Brasília – A Comissão sobre Mortos e Desaparecidos Políticos (CEMDP), ligada ao Ministério dos Direitos Humanos, deve votar nas próximas semanas um relatório que aponta a morte do ex-presidente Juscelino Kubitschek, ocorrida em 22 de agosto de 1976, como resultado de um crime político organizado pela ditadura militar.
Relatório baseado em lacunas e contexto histórico
O documento foi elaborado pela historiadora Maria Cecília Adão e, segundo apurações divulgadas pela Folha de S.Paulo, sustenta que JK representava ameaça ao regime ao articular, ao lado de João Goulart e Carlos Lacerda, uma Frente Ampla de oposição. A investigação retoma hipóteses descartadas em análises anteriores e adota o princípio jurídico in dubio pro victima – utilizado para proteger vítimas quando não há prova conclusiva.
Como foi o acidente
Na tarde de 22 de agosto de 1976, o Opala que levava Kubitschek, dirigido pelo motorista Geraldo Ribeiro, seguia pela Via Dutra em direção ao Rio de Janeiro quando atravessou o canteiro central e bateu de frente em um caminhão. A investigação original concluiu que o carro havia sido tocado por um ônibus da Viação Cometa que trafegava na faixa da esquerda.

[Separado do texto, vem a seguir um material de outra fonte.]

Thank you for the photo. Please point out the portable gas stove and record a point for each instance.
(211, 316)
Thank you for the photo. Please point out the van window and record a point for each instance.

Sinais de ameaça antes da colisão
Duas semanas antes do acidente, jornais publicaram, falsamente, que o ex-presidente havia morrido em outro desastre automobilístico. Ao desmentir a notícia, Kubitschek declarou: “Estão querendo me matar, mas ainda não conseguiram”.
Operação Condor e carta do serviço secreto chileno
A época também era marcada pela Operação Condor, aliança dos regimes militares da América do Sul para eliminar opositores. Em 1975, o chefe da polícia secreta chilena, Manuel Contreras, enviou ao então diretor do SNI brasileiro, João Figueiredo, carta em que classificava JK e o ex-chanceler chileno Orlando Letelier como ameaças à estabilidade regional. Letelier foi morto por explosão de carro em Washington em 21 de setembro de 1976, um mês após o acidente envolvendo Kubitschek.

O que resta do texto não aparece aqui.